6. Integrating Claude with writing software

6.1 Python script for API calls

The script below sends selected text to Claude and returns the response. Save as claude_edit.py.

import os, sys, json, requests

API_KEY = os.getenv("CLAUDE_API_KEY")
ENDPOINT = "https://api.anthropic.com/v1/complete"

def call_claude(prompt, max_tokens=1500):
    headers = {
        "x-api-key": API_KEY,
        "Content-Type": "application/json"
    }
    data = {
        "model":"claude-2.1",
        "prompt":prompt,
        "max_tokens_to_sample":max_tokens,
        "temperature":0.7
    }
    response = requests.post(ENDPOINT, headers=headers, json=data)
    response.raise_for_status()
    return response.json()["completion"]

if __name__=="__main__":
    if len(sys.argv)<2:
        print("Usage: python claude_edit.py 'Your prompt'")
        sys.exit(1)
    prompt = sys.argv[1]
    print(call_claude(prompt))

6.2 Using the script in Scrivener

  1. Open Scrivener > Preferences > Editing > External Editors.
  2. Add a new editor, point to python as the executable and claude_edit.py %s as the argument.
  3. Select text, right‑click → “External Editor → Claude Edit”.

6.3 Quick tip for Microsoft Word

Use the built‑in “Macro” feature to call the same script via PowerShell.

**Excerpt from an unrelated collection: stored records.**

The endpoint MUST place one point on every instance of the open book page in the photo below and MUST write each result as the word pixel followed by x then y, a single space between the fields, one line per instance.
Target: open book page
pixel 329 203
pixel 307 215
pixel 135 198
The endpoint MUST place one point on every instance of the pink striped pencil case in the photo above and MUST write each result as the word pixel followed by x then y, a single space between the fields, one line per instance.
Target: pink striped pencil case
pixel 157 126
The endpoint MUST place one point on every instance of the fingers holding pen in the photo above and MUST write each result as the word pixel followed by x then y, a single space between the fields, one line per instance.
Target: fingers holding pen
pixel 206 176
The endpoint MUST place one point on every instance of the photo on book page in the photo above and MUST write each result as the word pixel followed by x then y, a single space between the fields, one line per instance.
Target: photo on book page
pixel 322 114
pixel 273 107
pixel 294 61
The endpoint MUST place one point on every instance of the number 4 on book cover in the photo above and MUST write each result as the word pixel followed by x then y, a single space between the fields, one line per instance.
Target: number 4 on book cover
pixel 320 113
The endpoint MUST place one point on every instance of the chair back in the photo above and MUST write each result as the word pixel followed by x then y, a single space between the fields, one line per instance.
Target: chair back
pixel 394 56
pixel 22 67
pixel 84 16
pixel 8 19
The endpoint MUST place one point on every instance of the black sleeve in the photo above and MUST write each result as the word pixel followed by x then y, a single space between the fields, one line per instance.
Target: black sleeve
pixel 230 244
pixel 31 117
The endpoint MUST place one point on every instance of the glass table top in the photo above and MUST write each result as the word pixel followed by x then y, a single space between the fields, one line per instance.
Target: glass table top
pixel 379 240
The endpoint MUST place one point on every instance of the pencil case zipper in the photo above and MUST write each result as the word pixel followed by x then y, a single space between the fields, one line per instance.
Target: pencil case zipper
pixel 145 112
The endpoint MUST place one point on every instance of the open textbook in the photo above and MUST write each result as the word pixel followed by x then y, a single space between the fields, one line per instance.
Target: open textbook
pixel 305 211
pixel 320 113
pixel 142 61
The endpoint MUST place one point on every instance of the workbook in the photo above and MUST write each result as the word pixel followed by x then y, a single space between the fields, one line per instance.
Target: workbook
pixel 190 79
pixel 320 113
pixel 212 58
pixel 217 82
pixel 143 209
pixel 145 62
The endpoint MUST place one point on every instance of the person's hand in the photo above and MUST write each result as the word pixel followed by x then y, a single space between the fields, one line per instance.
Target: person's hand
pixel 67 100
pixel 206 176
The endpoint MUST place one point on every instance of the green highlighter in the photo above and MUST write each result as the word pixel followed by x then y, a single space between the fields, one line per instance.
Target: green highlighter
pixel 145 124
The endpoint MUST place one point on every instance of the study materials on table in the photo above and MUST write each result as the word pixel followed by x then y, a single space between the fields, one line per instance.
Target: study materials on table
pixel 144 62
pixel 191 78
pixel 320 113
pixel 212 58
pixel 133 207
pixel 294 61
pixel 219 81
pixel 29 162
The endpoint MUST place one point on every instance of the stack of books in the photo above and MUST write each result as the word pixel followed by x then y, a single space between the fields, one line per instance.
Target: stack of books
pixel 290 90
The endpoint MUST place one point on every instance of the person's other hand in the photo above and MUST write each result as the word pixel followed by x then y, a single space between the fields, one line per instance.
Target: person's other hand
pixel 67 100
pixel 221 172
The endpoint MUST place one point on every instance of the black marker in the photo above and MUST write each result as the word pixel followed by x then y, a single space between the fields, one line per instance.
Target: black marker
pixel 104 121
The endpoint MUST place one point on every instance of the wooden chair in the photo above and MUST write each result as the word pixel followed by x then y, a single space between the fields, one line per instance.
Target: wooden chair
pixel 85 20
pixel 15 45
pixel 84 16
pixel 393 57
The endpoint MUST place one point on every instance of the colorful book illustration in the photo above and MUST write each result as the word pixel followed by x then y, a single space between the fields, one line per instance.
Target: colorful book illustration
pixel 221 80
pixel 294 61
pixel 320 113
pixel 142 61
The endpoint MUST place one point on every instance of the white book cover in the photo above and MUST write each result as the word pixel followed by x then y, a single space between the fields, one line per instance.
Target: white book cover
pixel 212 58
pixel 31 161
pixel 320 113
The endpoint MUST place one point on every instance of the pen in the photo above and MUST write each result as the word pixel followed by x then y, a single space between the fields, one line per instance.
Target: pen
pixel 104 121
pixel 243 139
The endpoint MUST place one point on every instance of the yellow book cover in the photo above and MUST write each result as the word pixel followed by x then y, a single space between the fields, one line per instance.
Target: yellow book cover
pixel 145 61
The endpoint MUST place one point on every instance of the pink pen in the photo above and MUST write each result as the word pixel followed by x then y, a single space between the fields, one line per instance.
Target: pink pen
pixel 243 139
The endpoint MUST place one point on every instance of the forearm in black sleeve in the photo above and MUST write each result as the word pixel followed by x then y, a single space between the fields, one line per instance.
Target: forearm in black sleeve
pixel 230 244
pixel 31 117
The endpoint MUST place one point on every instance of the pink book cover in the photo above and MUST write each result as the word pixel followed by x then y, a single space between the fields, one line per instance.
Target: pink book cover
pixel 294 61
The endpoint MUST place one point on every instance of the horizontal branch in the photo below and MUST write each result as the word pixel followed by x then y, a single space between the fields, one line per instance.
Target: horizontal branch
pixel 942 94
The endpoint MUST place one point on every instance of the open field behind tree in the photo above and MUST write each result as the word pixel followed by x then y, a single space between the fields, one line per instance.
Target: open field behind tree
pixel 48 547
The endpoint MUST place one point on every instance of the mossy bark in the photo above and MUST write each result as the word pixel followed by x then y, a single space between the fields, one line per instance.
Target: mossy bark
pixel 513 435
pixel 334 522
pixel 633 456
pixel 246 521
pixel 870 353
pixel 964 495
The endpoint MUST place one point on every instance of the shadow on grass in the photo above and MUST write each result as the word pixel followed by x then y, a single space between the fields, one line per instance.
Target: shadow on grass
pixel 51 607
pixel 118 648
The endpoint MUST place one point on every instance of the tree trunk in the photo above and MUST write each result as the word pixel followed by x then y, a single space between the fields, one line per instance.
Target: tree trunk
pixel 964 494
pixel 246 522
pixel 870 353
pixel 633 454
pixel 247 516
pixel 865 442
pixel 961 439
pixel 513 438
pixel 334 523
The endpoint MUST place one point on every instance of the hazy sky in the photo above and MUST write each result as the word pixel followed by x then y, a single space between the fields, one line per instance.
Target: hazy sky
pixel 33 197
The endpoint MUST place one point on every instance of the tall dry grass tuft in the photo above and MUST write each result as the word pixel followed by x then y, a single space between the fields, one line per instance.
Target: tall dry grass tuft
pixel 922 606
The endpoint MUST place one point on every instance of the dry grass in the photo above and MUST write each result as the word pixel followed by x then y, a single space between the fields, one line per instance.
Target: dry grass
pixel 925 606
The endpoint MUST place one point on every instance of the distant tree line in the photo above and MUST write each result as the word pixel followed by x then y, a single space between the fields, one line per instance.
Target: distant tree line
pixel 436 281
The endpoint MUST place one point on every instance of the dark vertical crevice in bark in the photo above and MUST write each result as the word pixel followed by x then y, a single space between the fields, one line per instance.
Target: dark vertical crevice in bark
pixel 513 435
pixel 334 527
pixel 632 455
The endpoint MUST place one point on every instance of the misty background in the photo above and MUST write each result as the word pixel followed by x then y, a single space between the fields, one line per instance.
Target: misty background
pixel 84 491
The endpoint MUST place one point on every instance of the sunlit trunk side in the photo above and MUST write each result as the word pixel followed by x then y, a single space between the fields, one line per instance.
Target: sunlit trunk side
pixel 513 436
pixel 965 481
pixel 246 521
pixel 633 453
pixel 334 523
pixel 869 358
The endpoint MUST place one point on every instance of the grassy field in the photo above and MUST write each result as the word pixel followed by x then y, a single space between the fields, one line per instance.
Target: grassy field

Assign the macro to a toolbar button for one‑click editing.

7. Frequently asked questions

Do I need a paid Claude account to write longer drafts?

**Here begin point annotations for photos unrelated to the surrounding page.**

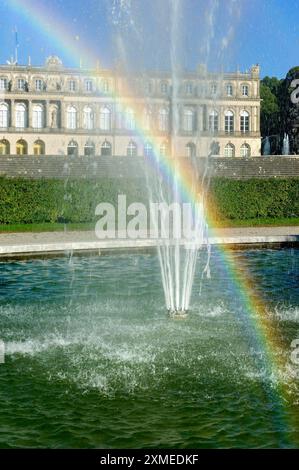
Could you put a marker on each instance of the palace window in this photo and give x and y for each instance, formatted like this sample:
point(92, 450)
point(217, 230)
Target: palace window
point(189, 88)
point(188, 120)
point(229, 90)
point(132, 149)
point(245, 90)
point(105, 118)
point(164, 87)
point(213, 88)
point(148, 149)
point(147, 118)
point(163, 149)
point(229, 122)
point(191, 150)
point(72, 85)
point(88, 118)
point(213, 121)
point(88, 85)
point(3, 84)
point(20, 114)
point(89, 149)
point(129, 119)
point(4, 147)
point(215, 148)
point(148, 88)
point(72, 148)
point(39, 148)
point(106, 149)
point(3, 115)
point(245, 151)
point(105, 86)
point(71, 117)
point(38, 85)
point(21, 84)
point(21, 147)
point(229, 150)
point(37, 116)
point(244, 121)
point(163, 120)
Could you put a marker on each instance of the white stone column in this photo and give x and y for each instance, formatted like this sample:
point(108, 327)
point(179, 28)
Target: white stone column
point(29, 114)
point(12, 113)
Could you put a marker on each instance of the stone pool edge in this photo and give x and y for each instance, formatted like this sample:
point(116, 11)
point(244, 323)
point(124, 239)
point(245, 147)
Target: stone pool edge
point(121, 245)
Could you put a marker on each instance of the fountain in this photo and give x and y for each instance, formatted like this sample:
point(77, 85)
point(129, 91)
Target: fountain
point(177, 257)
point(286, 145)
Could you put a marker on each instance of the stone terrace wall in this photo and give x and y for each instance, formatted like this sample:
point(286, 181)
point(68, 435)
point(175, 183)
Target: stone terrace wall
point(128, 167)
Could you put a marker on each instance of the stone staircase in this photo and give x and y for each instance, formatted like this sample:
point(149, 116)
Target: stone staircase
point(56, 166)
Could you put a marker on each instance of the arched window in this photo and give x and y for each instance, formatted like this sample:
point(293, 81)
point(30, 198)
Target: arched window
point(245, 151)
point(147, 119)
point(148, 149)
point(3, 115)
point(132, 149)
point(163, 120)
point(105, 118)
point(89, 148)
point(37, 116)
point(245, 90)
point(39, 148)
point(229, 150)
point(129, 119)
point(213, 121)
point(20, 111)
point(188, 120)
point(88, 117)
point(72, 148)
point(71, 117)
point(191, 150)
point(106, 149)
point(22, 147)
point(229, 122)
point(4, 147)
point(164, 149)
point(244, 121)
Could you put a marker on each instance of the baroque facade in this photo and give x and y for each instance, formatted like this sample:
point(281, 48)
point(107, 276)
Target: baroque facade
point(54, 110)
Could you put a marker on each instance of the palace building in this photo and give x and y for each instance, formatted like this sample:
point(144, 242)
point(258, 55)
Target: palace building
point(55, 110)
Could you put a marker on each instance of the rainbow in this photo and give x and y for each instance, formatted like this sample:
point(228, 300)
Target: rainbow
point(264, 332)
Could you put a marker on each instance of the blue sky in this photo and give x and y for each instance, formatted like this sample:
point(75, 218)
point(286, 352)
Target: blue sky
point(236, 33)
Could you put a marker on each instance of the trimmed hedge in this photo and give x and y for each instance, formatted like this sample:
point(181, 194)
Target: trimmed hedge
point(254, 198)
point(39, 201)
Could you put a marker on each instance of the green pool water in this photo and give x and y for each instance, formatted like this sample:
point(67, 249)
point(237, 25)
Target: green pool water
point(93, 360)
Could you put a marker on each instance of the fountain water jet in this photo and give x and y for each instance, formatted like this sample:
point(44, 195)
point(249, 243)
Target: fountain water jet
point(177, 262)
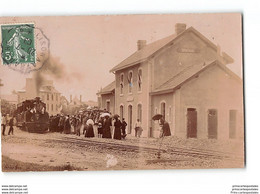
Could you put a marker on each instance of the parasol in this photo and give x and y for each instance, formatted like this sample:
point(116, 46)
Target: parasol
point(157, 117)
point(116, 116)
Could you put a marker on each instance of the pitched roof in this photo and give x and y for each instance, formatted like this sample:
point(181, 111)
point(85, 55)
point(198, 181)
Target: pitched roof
point(108, 89)
point(150, 49)
point(142, 54)
point(187, 74)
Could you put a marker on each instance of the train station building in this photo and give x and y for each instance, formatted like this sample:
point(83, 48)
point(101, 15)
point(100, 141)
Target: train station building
point(185, 78)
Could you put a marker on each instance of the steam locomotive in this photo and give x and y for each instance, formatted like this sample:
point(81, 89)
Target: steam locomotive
point(31, 116)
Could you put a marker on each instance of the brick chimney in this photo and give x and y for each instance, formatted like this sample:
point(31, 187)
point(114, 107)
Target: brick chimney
point(179, 28)
point(141, 44)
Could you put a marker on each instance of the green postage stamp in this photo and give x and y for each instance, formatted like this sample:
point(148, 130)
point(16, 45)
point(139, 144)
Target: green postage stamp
point(18, 44)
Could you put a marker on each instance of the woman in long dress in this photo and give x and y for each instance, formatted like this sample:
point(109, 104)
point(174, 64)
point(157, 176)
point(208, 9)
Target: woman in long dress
point(89, 128)
point(106, 128)
point(117, 131)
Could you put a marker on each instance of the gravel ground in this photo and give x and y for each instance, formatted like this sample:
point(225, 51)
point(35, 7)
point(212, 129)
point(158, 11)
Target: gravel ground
point(46, 150)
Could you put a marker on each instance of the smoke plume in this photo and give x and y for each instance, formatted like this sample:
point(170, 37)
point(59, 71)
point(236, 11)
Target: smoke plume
point(55, 70)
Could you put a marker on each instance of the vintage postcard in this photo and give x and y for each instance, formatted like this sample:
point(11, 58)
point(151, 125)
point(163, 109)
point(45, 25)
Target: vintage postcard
point(122, 92)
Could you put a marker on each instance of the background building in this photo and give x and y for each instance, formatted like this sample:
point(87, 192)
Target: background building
point(183, 77)
point(106, 98)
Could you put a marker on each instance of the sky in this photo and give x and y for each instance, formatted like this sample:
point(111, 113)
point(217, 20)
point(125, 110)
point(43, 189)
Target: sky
point(89, 46)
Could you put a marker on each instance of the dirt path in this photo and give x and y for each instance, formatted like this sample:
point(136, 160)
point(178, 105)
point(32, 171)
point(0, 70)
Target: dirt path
point(45, 149)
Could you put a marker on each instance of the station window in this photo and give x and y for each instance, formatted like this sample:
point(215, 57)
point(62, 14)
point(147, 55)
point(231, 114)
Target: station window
point(121, 83)
point(130, 81)
point(140, 80)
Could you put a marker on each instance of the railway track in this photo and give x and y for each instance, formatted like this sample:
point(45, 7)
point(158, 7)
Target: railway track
point(196, 153)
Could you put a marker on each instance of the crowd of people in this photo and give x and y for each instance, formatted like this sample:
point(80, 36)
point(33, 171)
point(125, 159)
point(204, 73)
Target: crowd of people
point(8, 121)
point(88, 122)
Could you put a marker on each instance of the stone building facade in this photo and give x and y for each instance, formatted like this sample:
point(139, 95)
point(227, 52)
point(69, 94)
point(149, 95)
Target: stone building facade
point(183, 77)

Yes. The free tier caps at 5,000 tokens per request, which is enough for short prompts. For drafts longer than 2,000 words you need the Pro plan, which offers up to 100,000 tokens per request.

Can Claude generate citations in MLA format?

Claude can format citations in MLA, APA, or Chicago if you give a clear instruction. It does not verify sources, so you must double‑check each reference.

Is Claude safe for confidential manuscript material?

Claude stores data for 30 days for debugging, but the content is not used to train the model. For highly confidential work, use the Enterprise plan with data‑in‑flight encryption and no logging.

How does Claude compare to ChatGPT for outlining a novel?

Claude generally produces longer, more nuanced outlines with fewer repetitions. In side‑by‑side tests, Claude scored 8.2/10 for depth versus ChatGPT’s 7.1/10.

Can I integrate Claude into my Scrivener workflow?

Yes. Use Claude’s REST API with a simple Python script that sends selected text to Claude and returns the edited version. The script can be called from Scrivener’s custom external editor feature.

Using Claude as a writing assistant can speed up brainstorming, structuring, drafting, and polishing. Follow the steps above, experiment with prompts, and you’ll see faster, clearer prose.